The new law allocates $81 million for Missouri's new high risk pool, which is being operated by MHIP. This new pool will be separate from Missouri's existing high risk pool which has been operated by MHIP since 1991.
- The Secretary of Health and Human Services has the option of implementing the national high risk pool program by entering into agreements for the administration of the program with existing state high risk pools.
- Over the past 8 months, the National Association of Comprehensive Health Insurance Plans, the organization of 35 existing state high risk pools, has briefed the Obama Administration and advised Congressional Leadership that most state risk pools are ready and eager to serve as the mechanism to implement the new Federal high risk pool.
- Nationally, 35 state risk pools currently insure over 200,000 individuals, by providing comprehensive health insurance coverage.

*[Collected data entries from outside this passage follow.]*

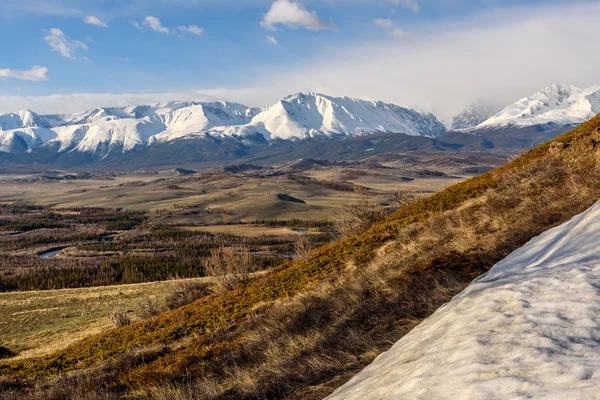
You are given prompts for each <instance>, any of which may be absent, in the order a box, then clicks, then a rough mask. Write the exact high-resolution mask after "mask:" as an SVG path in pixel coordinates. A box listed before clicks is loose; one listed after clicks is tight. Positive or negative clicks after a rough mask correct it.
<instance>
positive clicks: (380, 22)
mask: <svg viewBox="0 0 600 400" xmlns="http://www.w3.org/2000/svg"><path fill="white" fill-rule="evenodd" d="M373 22H375V24H377V25H379V26H381V27H382V28H386V29H392V28H393V27H395V26H396V24H395V23H394V21H392V20H391V19H384V18H377V19H376V20H374V21H373Z"/></svg>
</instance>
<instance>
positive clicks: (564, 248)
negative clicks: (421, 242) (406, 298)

- Risk pools, which nationally provide $2 billion in comprehensive health coverage to high risk individuals, currently only receive $55 million a year in federal funding. The remaining cost to currently insure high risk individuals comes from member premiums, and subsidies authorized by states, such as insurance premium and hospital assessments.
- To be eligible for the new federal high risk pool program, an individual must have a preexisting health condition, be a U.S. citizen, and have been uninsured for 6 months.
- To be covered under the federal high risk pool program, qualified individuals will pay a premium that is similar to what individuals, who do not have high risk conditions, would pay in the standard insurance market.
- Those eligible for the federal high risk pool program will not be subject to a preexisting condition exclusion. Members of the new federal risk pool will pay copays, coinsurance and deductibles no more that 35 percent of the cost of covered benefits.
- Those who are not eligible for the new federal high risk pool program can still enroll among the existing 35 state high risk pools.